Reorientation of large-scale circulation of turbulent Rayleigh-B\'enard convection in a cubic cell

TL;DR

This study uses direct numerical simulation to analyze the dynamics, reorientations, and stability of large-scale circulation in turbulent Rayleigh-Bénard convection within a cubic cell, revealing new insights into flow structures and transition mechanisms.

Contribution

It provides detailed characterization of LSC reorientations, including rare cessation events, and identifies the role of corner-rolls and substructures across a wide Ra range.

Findings

LSC generally aligns along diagonals with a four-roll structure.

Corner-rolls influence LSC stability and reorientations.

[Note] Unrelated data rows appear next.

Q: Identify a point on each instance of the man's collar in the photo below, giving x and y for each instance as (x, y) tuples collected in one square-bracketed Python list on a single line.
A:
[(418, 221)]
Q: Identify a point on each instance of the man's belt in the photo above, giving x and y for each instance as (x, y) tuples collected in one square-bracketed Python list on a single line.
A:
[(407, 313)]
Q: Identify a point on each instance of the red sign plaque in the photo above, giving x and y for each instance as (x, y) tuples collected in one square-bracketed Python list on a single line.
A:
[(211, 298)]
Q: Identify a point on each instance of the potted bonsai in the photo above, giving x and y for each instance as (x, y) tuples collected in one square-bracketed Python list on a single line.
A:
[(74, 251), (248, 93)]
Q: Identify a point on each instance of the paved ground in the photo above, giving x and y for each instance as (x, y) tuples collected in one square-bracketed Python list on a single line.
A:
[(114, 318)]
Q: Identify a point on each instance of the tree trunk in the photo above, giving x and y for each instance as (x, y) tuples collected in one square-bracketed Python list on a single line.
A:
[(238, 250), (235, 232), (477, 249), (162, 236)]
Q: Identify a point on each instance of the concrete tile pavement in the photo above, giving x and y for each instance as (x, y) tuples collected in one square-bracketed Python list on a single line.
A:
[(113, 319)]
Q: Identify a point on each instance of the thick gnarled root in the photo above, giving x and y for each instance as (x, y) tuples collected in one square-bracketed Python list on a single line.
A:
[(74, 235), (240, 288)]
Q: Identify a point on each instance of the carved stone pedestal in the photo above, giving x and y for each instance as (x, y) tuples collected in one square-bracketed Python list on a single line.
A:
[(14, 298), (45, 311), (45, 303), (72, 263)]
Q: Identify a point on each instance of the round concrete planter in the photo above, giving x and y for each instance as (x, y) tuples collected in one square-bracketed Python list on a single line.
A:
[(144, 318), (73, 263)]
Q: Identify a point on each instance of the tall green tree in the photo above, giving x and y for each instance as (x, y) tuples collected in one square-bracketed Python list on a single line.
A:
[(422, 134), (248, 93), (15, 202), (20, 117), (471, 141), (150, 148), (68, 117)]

Higher Ra reduces corner-roll size and reorientation frequency.

Abstract

We present a direct numerical simulation on the dynamics of large-scale circulation (LSC) of turbulent Rayleigh-B\'enard convection of air (Pr = 0.7) contained in a cubic cell for Rayleigh number range 2X10^6 < Ra < 10^9 . The strength and orientation of LSC are quantified by the amplitude and phase of the first Fourier mode of the vertical velocity. The plane containing LSC is generally aligned along one of the diagonals of the box accompanied by a four-roll structure in the other. However, an abnormal single-roll state with substructures is noted at the face planes for low Ra. In addition to the primary roll, two secondary corner-roll structures are also observed in the LSC plane which grow in size and destabilize the LSC resulting in partial and complete reversals. In addition to previously reported rotation-led reorientations, we also observe cessation events which are rare in cubic cells. The distribution of turbulent kinetic energy shows that the energy is primarily extracted from the non-LSC plane and fed to the LSC plane by the transport mechanism. We observe that the corner-rolls reduce in size and the substructures diminish at higher Ra, which leads to the reduction in the occurrence of reorientations of LSC.